Vancouver's two biggest salmon charter companies are hurting.

Owners Jason Tonelli and Jason Assonitis of Pacific Angler and Bon Chovy Fishing Charters say in previous years, they’d be well into the recreational salmon fishery season by now, sending out roughly 15 charter trips a day each to Bowen Island, Howe Sound, Nanaimo and the Gulf Islands.

They’d usually come back with at least one chinook salmon per person from a trip that would cost about $1,200 a head.

Things are markedly different this year. Instead, both are reporting huge financial losses, a customer base that’s dropped by 70 per cent, and staff layoffs.

“This has cost us hundreds of thousands of dollars,” Tonelli said. “The total economic spinoff is in the hundreds and hundreds of millions of dollars.”

This comes as a result of the most stringent chinook restrictions in 23 years, as the waters around Vancouver and much of the south coast were completely closed to recreational chinook retention by fisheries minister Jonathan Wilkinson on April 16.

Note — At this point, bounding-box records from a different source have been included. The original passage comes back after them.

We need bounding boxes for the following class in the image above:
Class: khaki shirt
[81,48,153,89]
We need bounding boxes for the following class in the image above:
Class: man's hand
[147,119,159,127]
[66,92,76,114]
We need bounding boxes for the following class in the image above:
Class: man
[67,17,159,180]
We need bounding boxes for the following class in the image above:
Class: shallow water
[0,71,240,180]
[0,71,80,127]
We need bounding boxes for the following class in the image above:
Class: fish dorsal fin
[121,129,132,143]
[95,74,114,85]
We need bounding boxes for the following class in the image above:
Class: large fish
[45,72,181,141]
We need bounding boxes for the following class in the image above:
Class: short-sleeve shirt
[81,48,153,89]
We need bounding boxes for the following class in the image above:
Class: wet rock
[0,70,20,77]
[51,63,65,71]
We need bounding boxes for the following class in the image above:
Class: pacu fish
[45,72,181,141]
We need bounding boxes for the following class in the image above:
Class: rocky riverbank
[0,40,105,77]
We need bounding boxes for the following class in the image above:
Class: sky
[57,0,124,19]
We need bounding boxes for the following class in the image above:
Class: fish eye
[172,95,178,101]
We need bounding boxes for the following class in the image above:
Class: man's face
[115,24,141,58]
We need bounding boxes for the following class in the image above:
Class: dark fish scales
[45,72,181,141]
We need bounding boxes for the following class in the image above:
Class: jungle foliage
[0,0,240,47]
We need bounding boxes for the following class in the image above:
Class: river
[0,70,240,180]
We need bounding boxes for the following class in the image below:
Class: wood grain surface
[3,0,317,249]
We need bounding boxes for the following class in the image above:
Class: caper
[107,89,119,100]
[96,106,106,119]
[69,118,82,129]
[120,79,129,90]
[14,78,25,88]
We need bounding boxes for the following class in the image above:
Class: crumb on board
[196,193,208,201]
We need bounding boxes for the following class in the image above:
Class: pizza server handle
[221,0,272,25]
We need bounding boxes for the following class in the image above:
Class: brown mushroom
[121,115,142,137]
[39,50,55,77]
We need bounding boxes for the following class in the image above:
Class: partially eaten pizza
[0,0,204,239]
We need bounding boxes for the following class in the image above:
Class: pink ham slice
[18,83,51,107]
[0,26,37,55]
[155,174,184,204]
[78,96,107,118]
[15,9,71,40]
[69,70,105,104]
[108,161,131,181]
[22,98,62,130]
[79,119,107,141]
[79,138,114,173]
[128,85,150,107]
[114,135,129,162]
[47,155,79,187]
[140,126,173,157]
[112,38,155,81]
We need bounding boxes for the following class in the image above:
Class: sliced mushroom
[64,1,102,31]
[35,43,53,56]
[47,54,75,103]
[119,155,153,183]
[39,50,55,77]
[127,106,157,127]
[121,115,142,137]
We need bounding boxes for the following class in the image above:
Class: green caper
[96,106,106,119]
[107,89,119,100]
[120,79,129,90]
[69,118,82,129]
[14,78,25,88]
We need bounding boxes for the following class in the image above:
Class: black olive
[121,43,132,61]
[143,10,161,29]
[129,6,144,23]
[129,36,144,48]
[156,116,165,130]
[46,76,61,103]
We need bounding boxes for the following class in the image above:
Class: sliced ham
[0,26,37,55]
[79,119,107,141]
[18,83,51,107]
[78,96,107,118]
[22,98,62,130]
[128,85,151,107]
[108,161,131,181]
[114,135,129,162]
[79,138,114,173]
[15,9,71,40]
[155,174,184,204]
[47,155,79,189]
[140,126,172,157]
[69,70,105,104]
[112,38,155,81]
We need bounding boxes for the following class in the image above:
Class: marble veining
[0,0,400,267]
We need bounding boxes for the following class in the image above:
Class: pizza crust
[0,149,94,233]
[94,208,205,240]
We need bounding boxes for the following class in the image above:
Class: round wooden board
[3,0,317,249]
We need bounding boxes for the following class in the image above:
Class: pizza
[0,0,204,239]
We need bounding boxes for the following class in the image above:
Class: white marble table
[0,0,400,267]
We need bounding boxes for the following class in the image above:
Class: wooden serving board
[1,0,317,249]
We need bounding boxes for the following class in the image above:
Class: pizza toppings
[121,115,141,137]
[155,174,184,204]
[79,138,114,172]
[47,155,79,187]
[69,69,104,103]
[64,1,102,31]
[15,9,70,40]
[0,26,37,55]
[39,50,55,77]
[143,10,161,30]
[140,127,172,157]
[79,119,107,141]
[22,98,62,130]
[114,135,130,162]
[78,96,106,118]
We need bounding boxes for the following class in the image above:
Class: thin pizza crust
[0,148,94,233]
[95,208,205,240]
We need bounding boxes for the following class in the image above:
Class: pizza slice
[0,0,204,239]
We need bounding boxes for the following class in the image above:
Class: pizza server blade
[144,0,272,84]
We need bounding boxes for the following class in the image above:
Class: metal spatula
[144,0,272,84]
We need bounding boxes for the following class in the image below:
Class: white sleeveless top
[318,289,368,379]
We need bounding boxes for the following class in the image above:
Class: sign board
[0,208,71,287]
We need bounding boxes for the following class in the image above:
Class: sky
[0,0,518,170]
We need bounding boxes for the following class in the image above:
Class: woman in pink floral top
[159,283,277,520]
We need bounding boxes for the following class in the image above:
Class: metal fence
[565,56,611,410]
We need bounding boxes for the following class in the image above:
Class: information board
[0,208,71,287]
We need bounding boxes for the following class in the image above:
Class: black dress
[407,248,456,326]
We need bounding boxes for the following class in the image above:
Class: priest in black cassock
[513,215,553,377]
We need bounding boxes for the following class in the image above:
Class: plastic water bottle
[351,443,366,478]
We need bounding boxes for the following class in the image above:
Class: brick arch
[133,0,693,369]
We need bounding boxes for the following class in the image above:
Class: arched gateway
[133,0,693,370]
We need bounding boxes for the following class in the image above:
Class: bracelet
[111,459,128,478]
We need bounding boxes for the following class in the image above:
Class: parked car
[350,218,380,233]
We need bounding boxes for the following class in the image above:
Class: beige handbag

The fisheries were closed to protect specific stocks of Fraser River chinook that have suffered meagre returns for more than a decade.

The recreational community doesn’t dispute that point, nor the need to protect those stocks of concern. But that’s where any sort of agreement between the feds and fishers ends.

Those in the recreational fishing sector say they are political pawns, stuck between the federal government, First Nations’ Constitutional rights and conflicting scientific claims. They say there are thousands of fish in the waters off Vancouver, such that chinook fishing is the best it’s been in 30 years.

They also say things that are deeply unpopular politically: some seals need to be killed to save salmon stocks, the save-the-whales lobby is spreading misinformation, and that some First Nations are taking too many fish.